When eye doctors write prescriptions, Stewart adds, they’re designed for specific reading distances. But if your monitor is at a different distance in the workplace or you’re staring at a phone a few inches from your screen, it will create focusing issues that contribute to eyestrain.
Glare or blue light-reducing glasses and technology also work best as part of a package—in and of themselves, they’re great, but they work best when accompanied by other tools. The most important thing to do is to make sure home and office lighting isn’t exacerbating glare from smartphones, tablets, or computers. The Vision Council, for instance, recommends reducing overhead lighting in order to eliminate screen glare, sitting at arm’s distance away from a phone or tablet screen in order to ensure proper viewing distance, and increasing text size on devices in order to better define content on the screen. They also recommend that parents of gadget-loving teens and children make sure their kids take breaks from staring at their screen all day.

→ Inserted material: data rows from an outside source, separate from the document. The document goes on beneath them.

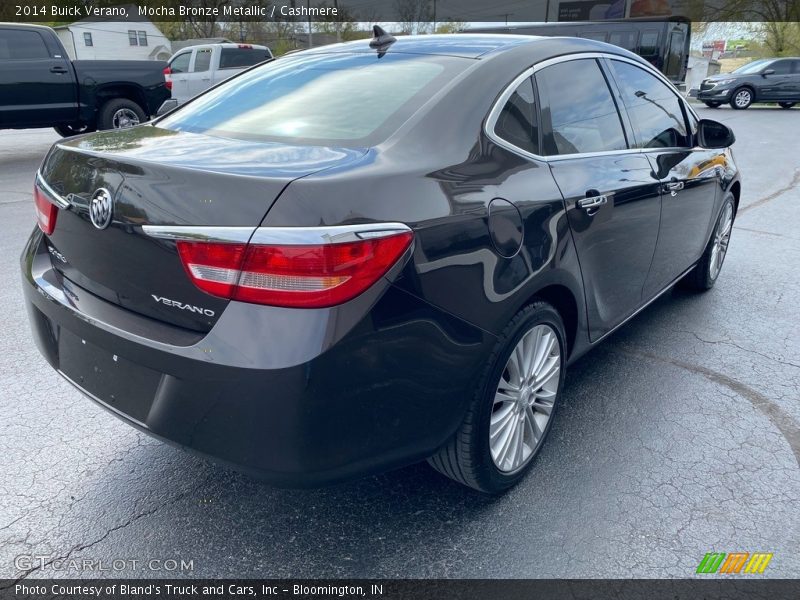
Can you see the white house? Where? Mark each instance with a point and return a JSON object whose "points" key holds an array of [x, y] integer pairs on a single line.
{"points": [[114, 39]]}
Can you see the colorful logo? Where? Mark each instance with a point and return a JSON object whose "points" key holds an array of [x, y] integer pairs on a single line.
{"points": [[724, 564]]}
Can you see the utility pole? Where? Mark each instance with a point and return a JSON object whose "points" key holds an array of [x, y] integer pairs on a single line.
{"points": [[310, 34]]}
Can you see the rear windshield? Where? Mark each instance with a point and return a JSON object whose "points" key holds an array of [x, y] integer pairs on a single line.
{"points": [[238, 58], [324, 99]]}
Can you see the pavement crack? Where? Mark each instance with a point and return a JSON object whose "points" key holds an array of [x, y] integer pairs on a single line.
{"points": [[761, 201], [84, 546], [776, 415]]}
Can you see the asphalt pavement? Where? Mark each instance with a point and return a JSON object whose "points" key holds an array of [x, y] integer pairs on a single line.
{"points": [[680, 435]]}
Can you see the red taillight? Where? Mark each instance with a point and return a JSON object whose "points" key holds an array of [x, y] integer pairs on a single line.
{"points": [[301, 276], [46, 211], [168, 71]]}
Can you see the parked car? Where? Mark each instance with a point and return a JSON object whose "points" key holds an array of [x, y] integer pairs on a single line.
{"points": [[359, 257], [765, 80], [41, 87], [195, 69]]}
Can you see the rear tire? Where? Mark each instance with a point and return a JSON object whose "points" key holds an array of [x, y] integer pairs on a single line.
{"points": [[470, 457], [120, 113], [707, 270], [741, 98]]}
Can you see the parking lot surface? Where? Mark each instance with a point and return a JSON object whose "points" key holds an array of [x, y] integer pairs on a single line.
{"points": [[680, 435]]}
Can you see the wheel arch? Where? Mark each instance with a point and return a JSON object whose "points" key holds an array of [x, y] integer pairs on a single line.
{"points": [[121, 90], [564, 300]]}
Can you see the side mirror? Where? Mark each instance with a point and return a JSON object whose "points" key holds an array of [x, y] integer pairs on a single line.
{"points": [[712, 134]]}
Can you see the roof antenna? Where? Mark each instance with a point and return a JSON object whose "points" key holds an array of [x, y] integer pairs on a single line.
{"points": [[381, 40]]}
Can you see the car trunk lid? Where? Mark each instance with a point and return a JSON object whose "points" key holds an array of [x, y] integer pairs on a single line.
{"points": [[161, 177]]}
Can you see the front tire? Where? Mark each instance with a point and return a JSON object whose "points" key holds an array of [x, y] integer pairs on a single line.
{"points": [[512, 410], [120, 113], [706, 271], [742, 98]]}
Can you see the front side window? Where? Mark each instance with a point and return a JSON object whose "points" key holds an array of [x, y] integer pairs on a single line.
{"points": [[22, 45], [202, 60], [516, 123], [648, 45], [180, 64], [353, 100], [582, 114], [781, 67], [655, 110]]}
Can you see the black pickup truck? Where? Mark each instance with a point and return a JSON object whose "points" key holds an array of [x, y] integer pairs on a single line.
{"points": [[41, 87]]}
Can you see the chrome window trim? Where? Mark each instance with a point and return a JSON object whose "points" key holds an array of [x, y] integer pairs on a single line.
{"points": [[55, 196], [284, 236], [497, 107]]}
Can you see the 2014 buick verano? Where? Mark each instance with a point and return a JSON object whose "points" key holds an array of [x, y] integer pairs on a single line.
{"points": [[366, 255]]}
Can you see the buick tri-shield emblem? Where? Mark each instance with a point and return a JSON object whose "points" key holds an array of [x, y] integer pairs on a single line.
{"points": [[100, 208]]}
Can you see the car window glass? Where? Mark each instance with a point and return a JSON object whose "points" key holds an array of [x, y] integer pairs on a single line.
{"points": [[22, 45], [781, 67], [654, 109], [343, 99], [623, 39], [180, 64], [239, 58], [582, 113], [648, 45], [202, 60], [516, 123]]}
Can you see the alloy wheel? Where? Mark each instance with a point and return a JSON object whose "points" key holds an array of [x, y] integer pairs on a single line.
{"points": [[722, 237], [125, 118], [525, 398]]}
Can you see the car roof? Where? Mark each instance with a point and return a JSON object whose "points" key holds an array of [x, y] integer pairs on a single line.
{"points": [[467, 45]]}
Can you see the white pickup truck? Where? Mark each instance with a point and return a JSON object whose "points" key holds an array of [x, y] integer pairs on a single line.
{"points": [[194, 69]]}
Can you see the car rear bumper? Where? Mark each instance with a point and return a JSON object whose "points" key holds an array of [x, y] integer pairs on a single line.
{"points": [[297, 399], [714, 95]]}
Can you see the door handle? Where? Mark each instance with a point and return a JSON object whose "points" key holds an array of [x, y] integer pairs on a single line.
{"points": [[592, 204], [673, 187]]}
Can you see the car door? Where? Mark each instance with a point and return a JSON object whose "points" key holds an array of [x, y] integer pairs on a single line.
{"points": [[611, 196], [179, 71], [199, 76], [689, 175], [37, 85], [776, 81]]}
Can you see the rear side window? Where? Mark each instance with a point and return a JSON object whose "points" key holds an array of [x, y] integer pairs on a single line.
{"points": [[781, 67], [180, 64], [342, 99], [202, 60], [239, 58], [655, 111], [583, 115], [22, 45], [516, 123]]}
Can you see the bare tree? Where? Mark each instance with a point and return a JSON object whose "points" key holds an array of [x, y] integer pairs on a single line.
{"points": [[414, 16]]}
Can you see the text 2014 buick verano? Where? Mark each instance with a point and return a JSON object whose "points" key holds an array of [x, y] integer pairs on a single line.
{"points": [[365, 255]]}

Maximize natural light in your home and office; the ideal setup to alleviate computer vision syndrome is a window perpendicular to your computer screen, but that’s not always possible. The angle of a screen should always be modified to reduce glare; extra light bouncing off a screen is an easy way to create eyestrain. In addition, Android and Apple smartphones and tablets have a wide array of settings that help reduce screen glare. iPhones and many Android phones, for instance, have smart brightness settings that automatically modify screen glare based on how well-lit or dark a room is.
Overheard lighting also causes glare: Sitting directly below a fluorescent light is one of the easiest ways to generate computer vision syndrome symptoms. If it isn’t possible to modify the lighting situation in a home or office, changing seating places or positions also offers benefits. Used in combination with glare- or blue light-reducing technology, these steps significantly reduce eyestrain from technology.
Let’s be realistic: Users aren’t going to give up their digital devices anytime soon. But at the same time, the phones and computers that bring power into our work lives and joy into our personal lives have an impact on our health. The baby steps of adjusting the brightness setting on a phone, changing the lighting scheme in a home office, or putting a screen shield of a tablet can vastly improve quality of life. We might live in a world of perpetual screen time, but that’s no reason to sacrifice vision.